The Crooked Staircase: A Jane Hawk Novel

Image of The Crooked Staircase: A Jane Hawk Novel
Author(s): 
Release Date: 
May 8, 2018
Publisher/Imprint: 
Bantam
Pages: 
512
Reviewed by: 

How does one review a book with no ending? The answer, as it works out, is “Not positively.” There are other fairly egregious missteps in The Crooked Staircase, Dean Koontz’s third entry in his Jane Hawk thriller series, but before delving into those dark places, here’s the upshot of Koontz’s anecdote. (This book is better defined as a series of events than a story.)

Jane Hawk, a female Jason Bourne with all the appropriate skills, psychic anguish, and impossibly high stakes, has set her sights on Booth Hendrickson, the “Deep State” puppet master responsible for her husband’s death. Hendrickson is a leader of a cabal known as the Techno Arcadians, who have developed mind-controlling nanobots and are using them to take over the world.

Jane, a former FBI agent, is the Techno Arcadians’ Public Enemy Number One, the only person capable of ending the threat. Needless to say, they want her dead and will stop at nothing to achieve that, including kidnapping her son Travis to lure her into their clutches. Fortunately, she has a tiny group of allies that she can insert, one by one, into the fray as needed. They tend not to fare well.

The plot of the book involves Jane’s deeper and deeper penetration into the Techno Arcadians and their attempts to neutralize her. Just how amazing is Jane? Well, the entire U.S. government is after her, and yet she evades them, enlisting skills and knowledge learned from her years as an FBI agent. 

The anecdote includes the separate storylines of Jane’s son Travis’s flight from the Arcadians, assisted by her friends Gavin and Jessie Washington, of various T. A. thugs as they try to kill everyone associated with Jane, along with random citizens they dispatch for pleasure or convenience, just in case we haven’t figured out that they are not nice people, and a largely irrelevant story about author twins whom the Arcadians have determined to be a threat to a well-ordered society.

Each of these subplots is conveyed pretty much exclusively in wide-eyed action scenes, which, thankfully, carry the latter half of the book as it rushes along to its conclusion. Or it might be better to say that it rushes along until the reader runs out of pages.

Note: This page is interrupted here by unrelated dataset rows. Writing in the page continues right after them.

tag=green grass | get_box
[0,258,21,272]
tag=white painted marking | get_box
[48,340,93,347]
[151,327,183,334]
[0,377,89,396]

The book ends not with a bang but a whimper. For whatever reason, Koontz chose to write a 460+ page entry in a serial without even an attempt at a climax. Writers of series understand that every new book creates a new hill for the protagonist to climb, and when that climb is somehow achieved against all odds, the book ends. Voila! A climax.

The Crooked Staircase pushes along toward that point (or past it, one is not entirely sure) and stops at what seems to be a random place in the overall storyline. Any chance of being swept along by Jane’s skills, beauty (of course), and pluck has long since disappeared.

Other issues with the book include Koontz’s literary pretensions and his need to constantly tell the reader how they should be feeling with every new scene. As to the first, he seems to not have seen a metaphor he couldn’t fall in love with, and to say it plainly, Mr. Koontz loves him some metaphors. In fact, he loves them enough to sprinkle them in a dozen at a crack. Fortunately, the action begins to distract Koontz from his metaphor quest about halfway through the book, and the problem becomes much less intrusive.

A last nit to pick is with Koontz’s need to describe every scene with spooky adjectives, just in case the reader hasn’t yet figured out that Jane and her allies (and various and assorted other people) are in serious trouble.

It starts in the first paragraph:

“She . . . drove home by way of familiar suburban streets on which the foul weather had settled a strangeness, an apocalyptic gloom that matched her mood. Not for the first time in the past two years, she felt as if somewhere ahead of her, reality itself must be eroding, washing away, so that she might come to the crumbling edge of a precipice with nothing beyond but a lightless, bottomless abyss. Silver needles of rain pleated the darkness with mystery and threat.”

Imagine dozens and dozens and dozens more of these descriptions, since the scenes are mostly two or three pages long. And don’t even get us started on the “Silver needles . . .” sentence in that quote.

Mr. Koontz’s earlier books were enjoyable. It was hoped there was something better here. Hopefully the climax of the story, when it arrives, will make the preceding thousands of pages worthwhile to the Koontz faithful.